HS News Network
Immigration Enforcement Negatively Impacting Children of Deported Parents
Photo: Children of undocumented immigrants
One of the many consequences of an aggressive immigration enforcement system is the separation of children, often U.S. citizens, from their unauthorized parents.
Take the case of Felipe Montes, a father who has spent the past two years fighting to reunite with his three young children, who were placed in foster care in North Carolina following Montes’ deportation to Mexico in late 2010. Such cases only scratch at the surface of a growing problem. Our immigration policies often fail to address the needs of millions of children whom they directly impact.
According to the Pew Hispanic Center, approximately 5.5 million children in the United States, including 4.5 million U.S.-born citizens, live in mixed-legal status families with at least one unauthorized parent. These children are at risk of being separated from a parent at any time.
Parents facing removal must frequently make the decision whether to take their childrenwith them or leave their children in the U.S. in the care of another parent, relative, or friend. In many cases, a parent may determine that it is in their child’s best interest to remain in the U.S.

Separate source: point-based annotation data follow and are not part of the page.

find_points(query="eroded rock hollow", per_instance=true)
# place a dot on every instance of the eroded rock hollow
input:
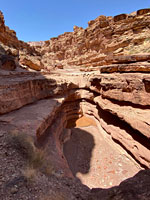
(84, 100)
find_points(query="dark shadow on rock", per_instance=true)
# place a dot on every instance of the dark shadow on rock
(78, 151)
(135, 188)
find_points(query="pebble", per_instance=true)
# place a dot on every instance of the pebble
(14, 190)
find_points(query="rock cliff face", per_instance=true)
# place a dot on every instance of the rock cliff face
(114, 94)
(102, 43)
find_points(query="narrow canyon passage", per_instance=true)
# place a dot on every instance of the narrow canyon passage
(93, 160)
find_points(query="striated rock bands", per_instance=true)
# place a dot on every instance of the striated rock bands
(95, 78)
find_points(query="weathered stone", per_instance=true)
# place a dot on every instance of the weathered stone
(120, 17)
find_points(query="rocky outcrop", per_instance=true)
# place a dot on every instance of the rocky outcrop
(20, 50)
(93, 74)
(101, 43)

However, in some cases, a parent’s ability to make such decisions is compromised when their child enters the child welfare system, which can prompt a series of events leading to the termination of parental rights. The lack of consistent protocols across the different public systems that encounter separated families further exacerbates the problem.
The Immigration Policy Center and First Focus release a fact sheet outlining the unique challenges that federal and state immigration enforcement measures pose to child well-being and family unity, including the implications for children and families involved in the child welfare system.